Mon quartier avait des problèmes de Gang de Rue, de crimes… de pauvreté… J’ai grandi avec l’arrivée de la mode hip-hop et l’influence de la musique rap américaine. Ma rue changeait d’apparence et d’appartenance avec les vagues d’immigrations. De Québécoise à Italienne à Chinoise à Noir à Magrébine. Mes parents me parlait de il y a 15 ans quand le quartier avait encore des fermes dans les alentours…tout le contraire d’aujourd’hui.

Absolument tout était en place pour que je m’assimile au système multiculturelle, et tout ce que cela a fait est réveiller ma conscience et me choquer.

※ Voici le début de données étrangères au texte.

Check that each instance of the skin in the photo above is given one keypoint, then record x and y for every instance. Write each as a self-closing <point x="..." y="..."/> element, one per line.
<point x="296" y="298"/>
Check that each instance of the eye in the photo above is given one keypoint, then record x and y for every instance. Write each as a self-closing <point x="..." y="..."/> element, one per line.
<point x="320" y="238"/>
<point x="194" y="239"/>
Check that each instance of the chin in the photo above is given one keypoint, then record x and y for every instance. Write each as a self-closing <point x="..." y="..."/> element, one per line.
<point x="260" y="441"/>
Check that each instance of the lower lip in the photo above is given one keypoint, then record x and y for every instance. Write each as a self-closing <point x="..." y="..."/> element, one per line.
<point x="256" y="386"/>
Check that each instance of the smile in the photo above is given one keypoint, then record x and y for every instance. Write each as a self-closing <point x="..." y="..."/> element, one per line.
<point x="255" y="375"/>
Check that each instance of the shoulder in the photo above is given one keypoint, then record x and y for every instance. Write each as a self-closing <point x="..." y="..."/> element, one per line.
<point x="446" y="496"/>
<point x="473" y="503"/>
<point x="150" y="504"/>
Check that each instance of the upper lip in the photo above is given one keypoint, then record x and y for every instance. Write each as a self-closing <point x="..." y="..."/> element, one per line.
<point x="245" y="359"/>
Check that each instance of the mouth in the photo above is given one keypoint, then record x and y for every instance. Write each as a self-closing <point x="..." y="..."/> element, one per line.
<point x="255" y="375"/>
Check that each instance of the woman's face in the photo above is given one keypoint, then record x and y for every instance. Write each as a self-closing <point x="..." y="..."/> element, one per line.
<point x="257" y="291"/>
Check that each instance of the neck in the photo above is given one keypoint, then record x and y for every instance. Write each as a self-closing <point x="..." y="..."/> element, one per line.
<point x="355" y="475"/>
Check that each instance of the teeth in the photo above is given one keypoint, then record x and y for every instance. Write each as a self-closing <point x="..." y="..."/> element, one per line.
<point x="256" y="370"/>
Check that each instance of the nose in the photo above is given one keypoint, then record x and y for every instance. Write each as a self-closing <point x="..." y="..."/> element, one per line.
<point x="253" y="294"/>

Le système multiculturelle, ma réveiller… ma crée… ma forger. Je suis la conséquence de leur système et je suis maintenant leur opposant. Mon éducation n’a jamais été culturelle, elle n’a jamais été à droite ou anti-immigration. Malgré cela me voila… ma mise en minorité ma réveiller. Le système à voler ma terre, elle ma enlever ma religion, a jeter mon identité au vidanges. Le système a forcé un vide sur mon être, a essayé de me transformer en citoyen du monde. Elle a échoué. Aujourd’hui ma reconnaissance envers le système est mon doigt d’honneur. Ça prend plus que ça pour assimiler un canadien-français! ;)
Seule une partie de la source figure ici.